Structure of Data Sets
- Structured data displays variables as columns and subjects (cases) as rows.
- Each variable is an attribute measured for every subject, such as movie title, genre, year, and average rating.
- When sorting data, all columns (variables) must be sorted together to keep each row intact.
Types of Variables
- Variables are attributes or characteristics measured in the data set.
Categorical (Qualitative) Variables
- Categorical variables represent labels or categories.
- Ordinal variables have categories with a specific order (e.g., movie rating: G, PG, PG-13, R; Likert scales; school year).
- Nominal variables have categories with no inherent order (e.g., genre, hair color, ethnicity).

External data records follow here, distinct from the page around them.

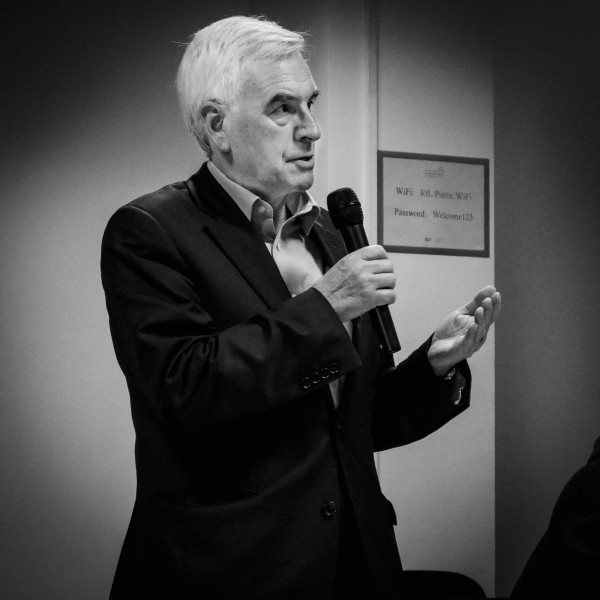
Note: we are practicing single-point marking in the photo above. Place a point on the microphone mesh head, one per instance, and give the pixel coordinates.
(344, 208)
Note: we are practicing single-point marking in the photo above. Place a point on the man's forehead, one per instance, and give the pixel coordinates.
(288, 75)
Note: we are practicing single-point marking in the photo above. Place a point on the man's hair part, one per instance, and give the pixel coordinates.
(211, 66)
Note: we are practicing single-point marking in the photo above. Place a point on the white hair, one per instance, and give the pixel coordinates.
(211, 67)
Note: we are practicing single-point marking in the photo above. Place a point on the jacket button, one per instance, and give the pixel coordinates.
(329, 509)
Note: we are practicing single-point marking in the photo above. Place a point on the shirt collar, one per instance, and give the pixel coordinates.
(299, 206)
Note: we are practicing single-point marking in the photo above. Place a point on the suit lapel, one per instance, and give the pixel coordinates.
(232, 232)
(328, 239)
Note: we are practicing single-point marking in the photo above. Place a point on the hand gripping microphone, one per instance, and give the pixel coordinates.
(347, 216)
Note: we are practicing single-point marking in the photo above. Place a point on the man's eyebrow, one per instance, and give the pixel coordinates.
(283, 97)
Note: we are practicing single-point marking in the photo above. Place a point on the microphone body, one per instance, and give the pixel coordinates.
(346, 214)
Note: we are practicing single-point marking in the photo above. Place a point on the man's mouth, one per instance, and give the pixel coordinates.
(307, 160)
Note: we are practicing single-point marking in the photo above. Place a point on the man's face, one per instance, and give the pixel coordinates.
(271, 130)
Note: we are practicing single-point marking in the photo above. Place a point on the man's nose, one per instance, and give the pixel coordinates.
(307, 128)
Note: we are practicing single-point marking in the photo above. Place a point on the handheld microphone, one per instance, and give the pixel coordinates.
(347, 216)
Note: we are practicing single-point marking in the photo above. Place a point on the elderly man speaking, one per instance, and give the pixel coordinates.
(259, 390)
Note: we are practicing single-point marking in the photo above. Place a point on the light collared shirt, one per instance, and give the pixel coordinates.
(294, 252)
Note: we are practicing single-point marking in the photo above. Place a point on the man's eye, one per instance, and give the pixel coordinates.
(283, 109)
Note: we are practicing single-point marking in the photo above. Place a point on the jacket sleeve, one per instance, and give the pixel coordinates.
(192, 374)
(411, 401)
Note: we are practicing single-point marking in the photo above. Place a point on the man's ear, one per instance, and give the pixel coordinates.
(213, 115)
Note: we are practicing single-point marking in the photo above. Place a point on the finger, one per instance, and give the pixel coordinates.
(374, 252)
(480, 321)
(384, 296)
(470, 340)
(496, 306)
(488, 312)
(487, 292)
(380, 266)
(384, 281)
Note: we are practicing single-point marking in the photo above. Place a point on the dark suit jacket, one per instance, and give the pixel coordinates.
(240, 454)
(566, 561)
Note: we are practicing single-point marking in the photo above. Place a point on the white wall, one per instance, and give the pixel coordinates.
(435, 97)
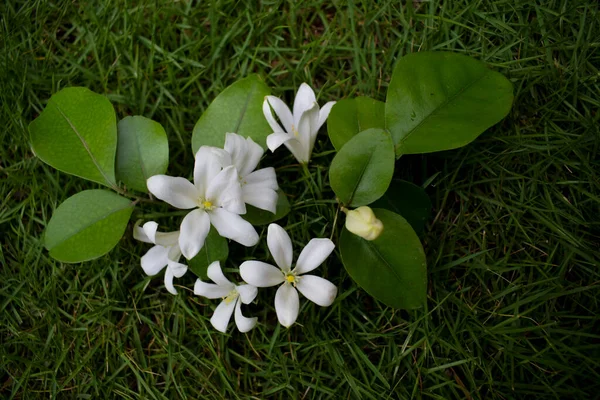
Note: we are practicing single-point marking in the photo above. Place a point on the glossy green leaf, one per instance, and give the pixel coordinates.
(440, 101)
(348, 117)
(391, 268)
(142, 151)
(237, 109)
(77, 133)
(362, 170)
(87, 225)
(215, 248)
(256, 216)
(409, 200)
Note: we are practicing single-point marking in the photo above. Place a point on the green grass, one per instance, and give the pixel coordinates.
(513, 247)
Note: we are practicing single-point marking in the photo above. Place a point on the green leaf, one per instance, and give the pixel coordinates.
(256, 216)
(409, 200)
(440, 101)
(215, 249)
(362, 170)
(77, 133)
(87, 225)
(391, 268)
(348, 117)
(237, 109)
(142, 151)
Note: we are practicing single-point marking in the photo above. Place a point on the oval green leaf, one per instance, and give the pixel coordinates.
(77, 133)
(391, 268)
(142, 151)
(256, 216)
(410, 201)
(237, 109)
(362, 170)
(87, 225)
(440, 101)
(348, 117)
(215, 248)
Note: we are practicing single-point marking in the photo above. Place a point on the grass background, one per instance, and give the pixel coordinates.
(513, 246)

- Binary (two-category) variables are nominal (e.g., animated: yes/no).
Numerical (Quantitative) Variables
- Numerical variables represent measurable quantities.
- Discrete numerical variables can only take whole number values (e.g., year released, number of votes).
- Continuous numerical variables can take any value, including decimals, and are measured (e.g., average rating, budget, temperature).
Importance of Variable Types
- Identifying variable types is crucial for selecting appropriate statistical analyses and tests.
Key Terms & Definitions
- Data — information provided with context.
- Structured Data — organized with variables as columns and cases as rows.
- Variable — a measured attribute in a data set.
- Categorical Variable — variable with values as labels or categories.
- Ordinal Variable — categorical variable with a meaningful order.
- Nominal Variable — categorical variable with no intrinsic order.
- Numerical Variable — variable with measurable, quantitative values.
- Discrete Variable — numerical variable with countable values only (no decimals).
- Continuous Variable — numerical variable that can take any value within a range, including decimals.
Action Items / Next Steps
- Review your own data sets for examples of each variable type.
- Prepare to identify variable types in upcoming assignments.